A harbinger of what’s to come?

Weekly Market Compass: Last week gave us a glimpse into the mindset of U.S. business owners, the U.S. Federal Reserve, the Biden administration, and investors. I believe that much of the news we saw last week may be a harbinger of what’s to come over the course of 2021.

Business optimism has picked up

U.S. business owners are getting very excited about the economic recovery. For example, the Philadelphia Fed Manufacturing Business Outlook Survey dramatically exceeded expectations, clocking in at 51.8 vs 23.3 expected.1 Nearly 70% of the firms surveyed expect increases in activity over the next six months (only 55% expected such increases last month), while 8% expect declines — which is an improvement over last month’s 15% who expected declines.1 I believe that business optimism will persist throughout the year as economic conditions continue to improve.

The U.S. Federal Reserve remains dovish

The U.S. Federal Reserve (Fed) was very dovish in the “dot plots” released last week. Growth projections were revised upward and unemployment projections were revised downward — but there was no material change in expectations for the fed funds rate. The Fed really meant it when it said it changed its policy framework, and average inflation targeting has important implications. Specifically, the Fed has abandoned pre-emptive tightening. As Fed Chair Jay Powell underscored, the “fundamental change in our framework means we’re not going to act preemptively based on forecasts, for the most part. We’re going to wait and see actual data.”2

I believe we will continue to see this Fed dovishness on display throughout the year, with Powell insisting that any increase in inflation is transitory, and then actually treating any increase in inflation as transitory. In my view, the Fed will not tighten this year, allowing the economy to accelerate.

Investors fear inflation

Of course, the Fed again spurred investor fears of inflation last week because of its dovishness. I think these investor concerns will persist periodically throughout the year, given what I expect to be a strong economic rebound — and continued Fed dovishness. While I think it’s very possible that we get a short-term increase in inflation on a surge in spending as the economy re-opens, I don’t believe we will see a longer-term increase in inflation. There are powerful forces at work that are likely to keep a lid on longer-term inflation — namely demographics and innovation.

Rising 10-year U.S. Treasury yield pose a headwind for stocks

Treasuries sold off last week on this fear of inflation. Adding to the rise in yields was the Fed’s announcement on Friday that it would be discontinuing the relaxation of the supplementary leverage ratio rules, which means banks will no longer be able to exclude Treasuries and deposits in the calculation of their respective leverage ratios.
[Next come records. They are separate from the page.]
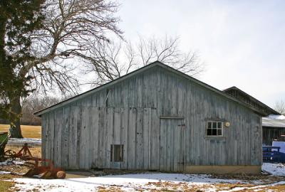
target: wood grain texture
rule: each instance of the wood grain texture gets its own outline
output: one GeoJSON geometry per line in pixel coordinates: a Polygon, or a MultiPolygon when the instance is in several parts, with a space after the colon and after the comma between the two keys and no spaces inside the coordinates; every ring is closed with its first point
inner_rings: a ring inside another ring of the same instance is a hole
{"type": "Polygon", "coordinates": [[[187,165],[261,164],[260,114],[159,66],[42,119],[43,156],[66,169],[182,171],[187,165]],[[210,138],[208,119],[231,125],[222,137],[210,138]],[[178,122],[182,132],[174,131],[178,122]],[[110,161],[111,144],[124,145],[123,162],[110,161]]]}

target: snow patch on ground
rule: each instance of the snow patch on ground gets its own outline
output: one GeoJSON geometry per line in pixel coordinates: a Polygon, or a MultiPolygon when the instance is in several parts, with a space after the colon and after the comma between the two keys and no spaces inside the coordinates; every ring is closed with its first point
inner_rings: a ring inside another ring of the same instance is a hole
{"type": "MultiPolygon", "coordinates": [[[[88,177],[66,179],[14,178],[15,187],[19,191],[28,191],[38,188],[39,191],[94,191],[100,188],[118,187],[124,191],[138,189],[149,191],[161,189],[156,182],[185,183],[187,186],[212,185],[218,183],[242,183],[239,180],[228,180],[209,178],[207,175],[182,174],[140,174],[110,175],[99,177],[88,177]]],[[[215,187],[209,191],[214,191],[215,187]]]]}
{"type": "Polygon", "coordinates": [[[262,164],[262,171],[268,172],[273,176],[285,176],[285,165],[282,164],[264,163],[262,164]]]}
{"type": "Polygon", "coordinates": [[[24,144],[27,143],[30,146],[41,146],[41,139],[34,138],[9,138],[8,140],[8,145],[20,145],[22,146],[24,144]]]}

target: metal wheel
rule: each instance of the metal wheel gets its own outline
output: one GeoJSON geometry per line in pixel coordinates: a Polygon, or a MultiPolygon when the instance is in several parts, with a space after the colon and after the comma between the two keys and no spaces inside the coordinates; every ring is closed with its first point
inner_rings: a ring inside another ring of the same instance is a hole
{"type": "Polygon", "coordinates": [[[4,153],[4,158],[9,161],[14,161],[16,159],[16,153],[13,150],[7,150],[4,153]]]}

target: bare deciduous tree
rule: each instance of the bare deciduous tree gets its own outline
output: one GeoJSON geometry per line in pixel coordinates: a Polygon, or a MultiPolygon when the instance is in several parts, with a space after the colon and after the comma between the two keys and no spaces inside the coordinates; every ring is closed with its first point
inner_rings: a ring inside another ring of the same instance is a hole
{"type": "Polygon", "coordinates": [[[285,102],[283,100],[277,101],[274,105],[274,110],[285,115],[285,102]]]}
{"type": "MultiPolygon", "coordinates": [[[[36,90],[57,87],[63,93],[76,92],[78,80],[72,72],[79,65],[63,60],[81,57],[97,43],[108,44],[108,33],[120,37],[122,34],[117,27],[119,20],[114,16],[118,4],[112,0],[46,0],[43,7],[41,28],[19,36],[28,39],[28,48],[23,50],[20,44],[5,50],[12,59],[23,51],[28,55],[21,63],[14,61],[16,65],[11,70],[11,81],[19,80],[21,90],[4,90],[15,93],[4,100],[8,100],[11,114],[19,116],[21,100],[36,90]]],[[[8,18],[2,23],[5,26],[7,22],[8,18]]],[[[11,122],[11,137],[21,137],[19,119],[11,122]]]]}
{"type": "Polygon", "coordinates": [[[85,72],[95,73],[96,79],[90,83],[100,85],[130,71],[159,60],[190,75],[203,71],[203,63],[195,52],[184,53],[179,47],[179,38],[140,37],[138,42],[94,44],[82,57],[85,72]]]}

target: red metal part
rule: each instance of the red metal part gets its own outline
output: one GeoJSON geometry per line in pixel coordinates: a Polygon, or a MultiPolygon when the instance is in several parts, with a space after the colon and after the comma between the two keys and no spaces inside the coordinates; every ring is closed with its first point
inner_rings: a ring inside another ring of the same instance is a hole
{"type": "Polygon", "coordinates": [[[28,171],[24,174],[26,176],[33,176],[35,175],[43,174],[41,178],[66,178],[66,172],[61,168],[54,167],[53,163],[50,159],[44,159],[36,157],[27,158],[26,160],[35,161],[35,166],[28,170],[28,171]],[[47,166],[38,166],[39,161],[46,161],[48,163],[47,166]]]}
{"type": "Polygon", "coordinates": [[[26,160],[27,159],[32,158],[33,156],[28,149],[28,144],[26,143],[18,153],[12,150],[6,151],[5,157],[6,159],[11,159],[12,160],[14,160],[16,158],[19,158],[21,160],[26,160]]]}

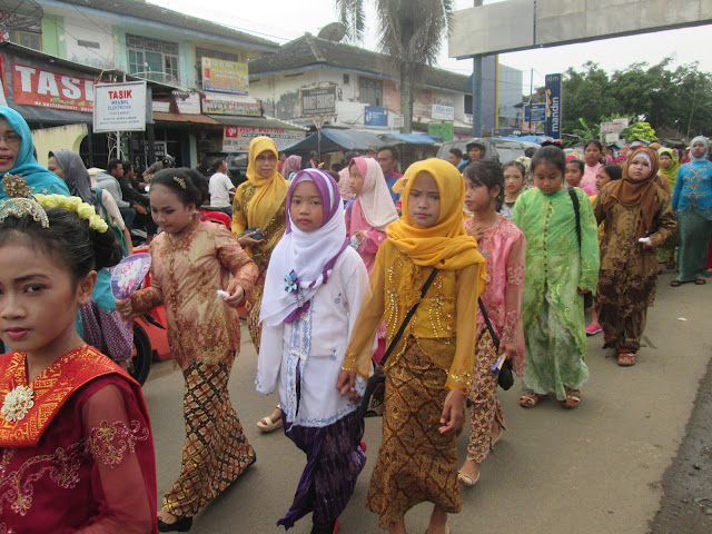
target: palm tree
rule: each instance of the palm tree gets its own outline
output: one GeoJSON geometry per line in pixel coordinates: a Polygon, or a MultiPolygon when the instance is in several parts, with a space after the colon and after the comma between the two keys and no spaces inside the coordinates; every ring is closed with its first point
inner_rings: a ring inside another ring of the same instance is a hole
{"type": "MultiPolygon", "coordinates": [[[[350,40],[362,40],[366,23],[364,0],[335,0],[350,40]]],[[[413,129],[415,82],[433,65],[449,36],[453,0],[373,0],[378,13],[378,48],[388,57],[400,87],[403,131],[413,129]]]]}

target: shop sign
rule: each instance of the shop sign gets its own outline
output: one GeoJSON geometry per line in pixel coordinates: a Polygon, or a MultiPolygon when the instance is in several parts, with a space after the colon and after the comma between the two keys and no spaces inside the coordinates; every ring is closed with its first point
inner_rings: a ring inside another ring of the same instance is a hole
{"type": "Polygon", "coordinates": [[[431,137],[442,137],[443,142],[455,139],[455,125],[452,122],[431,122],[427,125],[427,135],[431,137]]]}
{"type": "Polygon", "coordinates": [[[453,106],[434,103],[431,117],[435,120],[455,120],[455,108],[453,106]]]}
{"type": "Polygon", "coordinates": [[[93,131],[146,130],[146,81],[97,83],[93,131]]]}
{"type": "Polygon", "coordinates": [[[12,63],[14,103],[70,111],[93,111],[92,78],[12,63]]]}
{"type": "Polygon", "coordinates": [[[546,103],[524,105],[524,122],[544,122],[546,120],[546,103]]]}
{"type": "Polygon", "coordinates": [[[561,123],[563,117],[562,78],[561,75],[546,75],[546,135],[561,139],[561,123]]]}
{"type": "Polygon", "coordinates": [[[299,107],[301,117],[336,115],[337,86],[299,89],[299,107]]]}
{"type": "Polygon", "coordinates": [[[222,151],[234,152],[237,150],[248,150],[249,144],[256,137],[269,137],[277,145],[278,149],[288,147],[304,139],[305,131],[286,130],[283,128],[256,128],[250,126],[226,126],[222,132],[222,151]]]}
{"type": "Polygon", "coordinates": [[[261,117],[259,100],[249,97],[228,97],[226,95],[206,95],[202,99],[202,112],[206,115],[238,115],[261,117]]]}
{"type": "Polygon", "coordinates": [[[367,106],[364,113],[364,126],[388,126],[388,109],[367,106]]]}
{"type": "Polygon", "coordinates": [[[202,58],[202,89],[206,91],[247,95],[248,80],[247,63],[202,58]]]}

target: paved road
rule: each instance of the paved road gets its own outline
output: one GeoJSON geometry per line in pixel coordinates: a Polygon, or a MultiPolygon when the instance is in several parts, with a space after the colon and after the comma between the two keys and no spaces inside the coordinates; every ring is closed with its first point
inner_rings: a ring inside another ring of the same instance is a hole
{"type": "MultiPolygon", "coordinates": [[[[565,411],[547,400],[525,411],[517,406],[520,384],[500,392],[508,432],[483,465],[479,483],[463,490],[463,512],[449,520],[453,534],[649,531],[649,522],[660,508],[663,474],[673,465],[700,379],[712,356],[712,284],[671,288],[671,276],[666,273],[661,277],[636,366],[617,367],[613,352],[601,348],[601,335],[589,339],[591,379],[577,409],[565,411]]],[[[277,399],[255,393],[256,355],[247,328],[243,332],[245,342],[233,370],[230,396],[258,459],[234,487],[196,517],[191,532],[198,534],[284,532],[275,524],[289,507],[305,464],[303,453],[284,434],[260,435],[255,427],[277,399]]],[[[162,495],[178,474],[185,436],[180,373],[172,370],[170,363],[154,366],[145,395],[158,451],[158,492],[162,495]]],[[[705,431],[704,439],[710,444],[712,428],[706,426],[705,431]]],[[[380,532],[377,516],[364,507],[380,442],[379,418],[366,421],[366,442],[368,462],[340,518],[344,534],[380,532]]],[[[465,435],[458,443],[464,457],[465,435]]],[[[712,463],[708,465],[712,468],[712,463]]],[[[705,475],[709,481],[710,473],[705,475]]],[[[671,484],[674,486],[674,481],[671,484]]],[[[703,496],[712,497],[712,488],[706,490],[710,495],[703,496]]],[[[704,502],[693,506],[699,504],[704,502]]],[[[419,505],[406,515],[409,532],[425,531],[429,510],[429,505],[419,505]]],[[[674,525],[674,513],[671,517],[668,524],[674,525]]],[[[310,517],[305,517],[290,532],[309,530],[310,517]]],[[[710,531],[680,525],[664,532],[710,531]]]]}

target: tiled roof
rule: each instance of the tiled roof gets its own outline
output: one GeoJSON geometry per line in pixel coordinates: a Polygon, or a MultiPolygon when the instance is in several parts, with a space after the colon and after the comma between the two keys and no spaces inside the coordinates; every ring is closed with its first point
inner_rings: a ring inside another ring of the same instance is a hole
{"type": "MultiPolygon", "coordinates": [[[[243,31],[234,30],[226,26],[215,22],[189,17],[178,11],[162,8],[141,0],[58,0],[60,3],[67,3],[76,7],[91,8],[100,11],[109,11],[111,13],[135,17],[137,19],[151,20],[162,22],[165,24],[185,28],[188,30],[200,31],[214,37],[225,37],[251,43],[260,49],[276,49],[277,43],[267,39],[250,36],[243,31]]],[[[41,1],[40,1],[41,3],[41,1]]],[[[70,8],[68,6],[68,8],[70,8]]],[[[239,20],[239,19],[238,19],[239,20]]]]}
{"type": "MultiPolygon", "coordinates": [[[[253,59],[249,62],[249,73],[250,76],[257,76],[319,66],[394,78],[388,69],[387,57],[384,53],[320,39],[309,33],[283,44],[275,53],[253,59]]],[[[431,87],[469,92],[466,87],[467,77],[449,70],[425,67],[421,81],[431,87]]]]}

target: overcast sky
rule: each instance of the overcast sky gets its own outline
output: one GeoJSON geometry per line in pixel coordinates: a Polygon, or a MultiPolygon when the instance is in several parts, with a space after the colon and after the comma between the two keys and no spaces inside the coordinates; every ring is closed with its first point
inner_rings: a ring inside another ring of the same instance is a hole
{"type": "MultiPolygon", "coordinates": [[[[334,0],[148,0],[194,17],[212,20],[221,24],[254,33],[277,43],[285,43],[305,32],[318,33],[319,29],[337,20],[334,0]]],[[[363,46],[376,49],[375,11],[369,6],[366,34],[363,46]]],[[[502,0],[485,0],[494,3],[502,0]]],[[[561,0],[567,1],[567,0],[561,0]]],[[[469,8],[473,0],[455,0],[456,9],[469,8]]],[[[602,12],[602,17],[615,17],[615,9],[602,12]]],[[[622,37],[565,47],[527,50],[503,53],[500,62],[523,71],[523,92],[528,93],[530,76],[533,69],[534,87],[544,85],[546,73],[564,72],[568,67],[578,68],[589,60],[597,62],[609,72],[624,69],[634,61],[647,61],[651,65],[673,56],[674,66],[700,62],[700,69],[712,72],[712,27],[701,26],[683,30],[671,30],[641,36],[622,37]]],[[[472,72],[472,60],[455,60],[447,57],[447,42],[438,66],[463,75],[472,72]]]]}

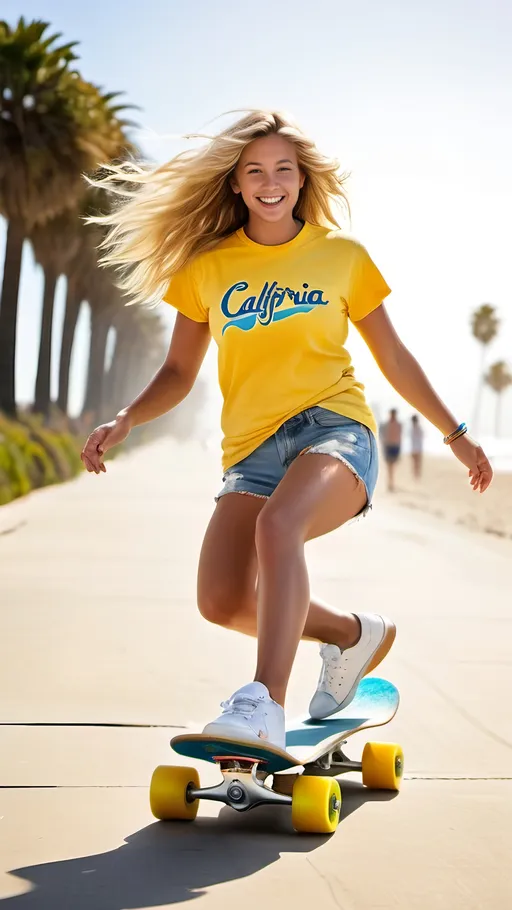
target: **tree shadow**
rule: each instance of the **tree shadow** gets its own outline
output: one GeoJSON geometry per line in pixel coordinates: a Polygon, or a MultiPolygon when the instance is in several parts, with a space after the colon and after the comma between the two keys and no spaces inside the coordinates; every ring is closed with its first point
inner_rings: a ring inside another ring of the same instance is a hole
{"type": "MultiPolygon", "coordinates": [[[[340,822],[375,799],[372,793],[343,782],[340,822]]],[[[291,811],[259,807],[235,813],[222,808],[217,818],[154,822],[115,850],[76,859],[14,869],[32,890],[5,898],[1,910],[130,910],[160,907],[201,897],[212,885],[246,878],[277,862],[281,853],[310,853],[329,839],[297,835],[291,811]]]]}

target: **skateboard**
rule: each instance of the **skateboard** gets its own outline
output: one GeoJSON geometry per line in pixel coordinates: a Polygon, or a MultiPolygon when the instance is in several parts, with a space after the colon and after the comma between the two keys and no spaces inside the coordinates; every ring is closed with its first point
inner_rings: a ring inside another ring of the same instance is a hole
{"type": "Polygon", "coordinates": [[[351,761],[342,749],[354,733],[389,723],[398,704],[398,689],[392,683],[366,677],[342,711],[325,720],[305,717],[290,724],[286,750],[201,733],[175,736],[171,739],[174,752],[213,762],[223,779],[201,789],[195,768],[160,765],[151,780],[151,811],[162,821],[192,820],[200,799],[217,800],[239,812],[262,804],[291,806],[296,831],[330,834],[341,810],[336,776],[360,771],[363,784],[371,789],[400,788],[403,752],[399,745],[366,743],[361,761],[351,761]]]}

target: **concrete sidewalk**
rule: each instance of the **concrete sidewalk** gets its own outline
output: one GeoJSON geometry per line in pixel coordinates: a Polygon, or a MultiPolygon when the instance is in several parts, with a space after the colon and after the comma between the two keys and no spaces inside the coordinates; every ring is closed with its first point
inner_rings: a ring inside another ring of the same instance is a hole
{"type": "MultiPolygon", "coordinates": [[[[219,476],[211,453],[162,441],[0,510],[2,908],[508,910],[512,546],[387,504],[308,562],[320,596],[397,622],[381,669],[399,713],[347,751],[401,743],[401,793],[345,780],[331,838],[295,835],[287,809],[153,820],[170,736],[218,713],[254,660],[195,607],[219,476]]],[[[318,669],[303,645],[290,715],[318,669]]]]}

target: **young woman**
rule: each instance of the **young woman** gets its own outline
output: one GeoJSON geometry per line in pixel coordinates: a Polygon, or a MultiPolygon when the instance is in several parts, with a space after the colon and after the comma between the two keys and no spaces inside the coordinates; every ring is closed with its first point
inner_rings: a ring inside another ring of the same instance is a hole
{"type": "Polygon", "coordinates": [[[483,492],[492,478],[482,449],[397,336],[382,303],[389,288],[366,249],[339,230],[343,182],[335,161],[268,111],[162,167],[112,166],[102,182],[123,200],[102,219],[110,228],[104,261],[120,268],[132,299],[163,297],[177,317],[165,363],[94,430],[83,462],[105,471],[105,452],[132,427],[182,401],[213,336],[224,478],[202,547],[198,604],[211,622],[257,633],[258,653],[253,681],[205,730],[280,747],[301,638],[321,642],[310,704],[321,718],[349,704],[395,637],[383,616],[340,613],[312,598],[304,558],[307,540],[370,508],[377,479],[375,420],[344,347],[349,319],[398,394],[445,436],[473,489],[483,492]]]}

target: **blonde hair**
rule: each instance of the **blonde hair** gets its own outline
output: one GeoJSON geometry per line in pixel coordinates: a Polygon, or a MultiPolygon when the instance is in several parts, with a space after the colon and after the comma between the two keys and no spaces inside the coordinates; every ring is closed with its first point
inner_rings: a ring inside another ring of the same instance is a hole
{"type": "Polygon", "coordinates": [[[120,197],[109,214],[90,220],[108,228],[101,262],[116,269],[133,303],[160,301],[180,268],[246,223],[247,207],[230,178],[243,149],[273,133],[293,143],[306,175],[294,216],[339,228],[335,206],[350,210],[338,162],[321,154],[287,115],[251,111],[215,136],[185,137],[209,141],[160,167],[125,161],[106,165],[105,176],[92,181],[120,197]]]}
Re-imposing that requirement is expected to result in banks selling Treasuries.

The rising yield on the 10-year U.S. Treasury created headwinds for stocks last week — not just in the U.S. but in Europe and Asia as well. I believe we will continue to see this throughout the year. However, I must reiterate that I believe the stock headwinds created by rising yields are only temporary, as stocks digest higher rates.

Talk of a U.S. tax increase heats up

Last week saw a focus on the possibility of tax increases in the United States. There’s continued chatter about hiking corporate taxes. An official in the Biden administration shared that the administration wants to raise taxes on any households earning $400,000 or more. This seemed to contradict a campaign promise that the Biden administration would not hike taxes on individuals earning less than $400,000. Also this month, Democratic Senator Elizabeth Warren proposed a tax on ultra-wealthy Americans.

I suspect there will be many more conversations about tax hikes in the U.S. — and elsewhere — given all that needs to be paid for given the pandemic and severe economic downturn of the past year. However, I continue to believe it will be difficult for the Biden administration to actually get much in the way of tax hikes passed this year.

Volatility rises, but stays under its highs

The VIX volatility index rose last week, peaking above 22 on Friday morning. However, it is nowhere near levels seen earlier this year (slightly above 33 on Jan. 29) and far below the level seen in late March 2020 (slightly above 65).3 I expect elevated volatility to continue this year, but I also expect it to remain well below those highs as markets adjust to higher yields on the long end of the curve.

What I don’t expect to continue …

One condition that I don’t expect to persist this year is that global stocks, namely the MSCI World Index, ended the week with a decline. While the second year of the stock market recovery is likely to be more challenging and volatile than the first, I believe global stocks will finish the year higher. I can’t help but be positive on risk assets given monetary accommodation, fiscal stimulus and a strong global rebound in the offing once vaccines have been broadly distributed.

A note from Kristina

I finish this blog on a somber note.  Last week eight people, most of whom were Asian-American women, were senselessly murdered in the Atlanta area. My prayers are with the victims’ families.

1 Source: Federal Reserve Bank of Philadelphia, March 18, 2021

2 Source: Bankrate.com, “Fed keeps rates near zero with bounce back from pandemic in sight,” March 17, 2021

3 Source: Bloomberg, L.P.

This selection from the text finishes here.